Cohen has admitted in court under oath that he broke the law on the instructions of the US President. Mr Trump could do little but take to Twitter with advice to his followers not to hire Cohen. By any reckoning, the Trump presidency has entered a phase that is as critical as it is fraught.
Small wonder that he has been debunked by his detractors as a “mostly performative autocrat”. He has spoken in terms of locking up opponents but the net appears to be closing in on him.
Of course, he could theoretically exercise the presidential right to pardon those guilty. That constitutional option must be tempered with the possibility that any such move might in itself constitute grounds for impeachment. The case proceedings reflect poorly on the person helming the government of the world’s oldest democracy.

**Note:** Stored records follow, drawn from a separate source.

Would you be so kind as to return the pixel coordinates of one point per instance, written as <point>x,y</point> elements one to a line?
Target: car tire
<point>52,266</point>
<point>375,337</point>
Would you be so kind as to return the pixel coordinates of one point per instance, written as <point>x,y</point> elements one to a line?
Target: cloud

The midterm Congressional election in November could be a referendum of sorts on Trump’s presidency, however unofficial. For America as a nation, there is little to be enthused less than two years after Election 2016.
The Democrats stand a decent chance of retaking the House of Representatives, and perhaps even the Senate. Any miscalculation at this juncture by Trump could buttress the Democrat base. If the Democrats regain control of both Houses of Congress, they could re-hire Mueller as a “Congressional” special prosecutor should he be dismissed by the President.
It bears recall the Watergate investigation took two years to reach its logical conclusion. Chiefly, it brought down President Richard Nixon, reaffirming that the person helming the Oval Office is not above the law. Mueller needs to be shielded to prove that the system can work as well in 2018 as it did in 1972. After 46 years, the intrinsic values of democracy are on test in the US.